GRU for Multi-dimensional Input

Hello, I have an input of shape (14, 10, 30, 300),
where, 14 is batch_size, 10 is the seq_len, 30 is the num_tokens in each element in the sequence, and 300 is the embedding_dim for each token. (I know, it’s complicated!)

I want to process each of the 10 elements in the sequence through a GRU and convert it to a 512 dimensional output. i.e., I wanna take each 30 x 300 in the sequence and learn to map it to a 512 dimensional vector.

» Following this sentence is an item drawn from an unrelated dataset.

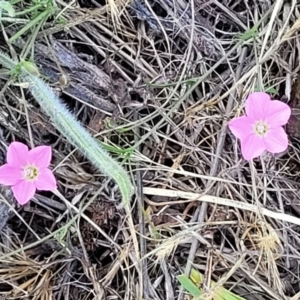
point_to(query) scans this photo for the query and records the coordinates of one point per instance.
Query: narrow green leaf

Here’s what I have. I’m using the output of gru’s last hidden layer. That’s because my input represents textual features and I’ll be combining it with visual features later. Would love some feedback on whether this is the correct approach. Thank you.

gru = nn.GRU(
    input_size=300,
    hidden_size=256,
    batch_first=True,
    bidirectional=True
)

# Reshape input from (14, 10, 30, 300) -> (14*10, 30, 300)
inputs = inputs.reshape(14*10, 30, 300)
_, final_hidden_layer = gru(inputs)
outputs = final_hidden_layer.permute(1, 0, 2).contiguous().flatten(start_dim=1) # (140, 512)
outputs = outputs.reshape(14, 10, 512)

@ptrblck @ParGG

The GRU, with bath_first=True takes a sequence with dimensions (BatchSize, SequenceLengh, InputFeatures): GRU — PyTorch 1.12 documentation. If you want to map your 30 x 300 to 512. Then you need to reshape your input as inputs = inputs.reshape(14, 10, 30 * 300).

I would suggest you to check the documentation about what the two output of rat GRU represent. Once you will have multiple layers, it might not match your expectations.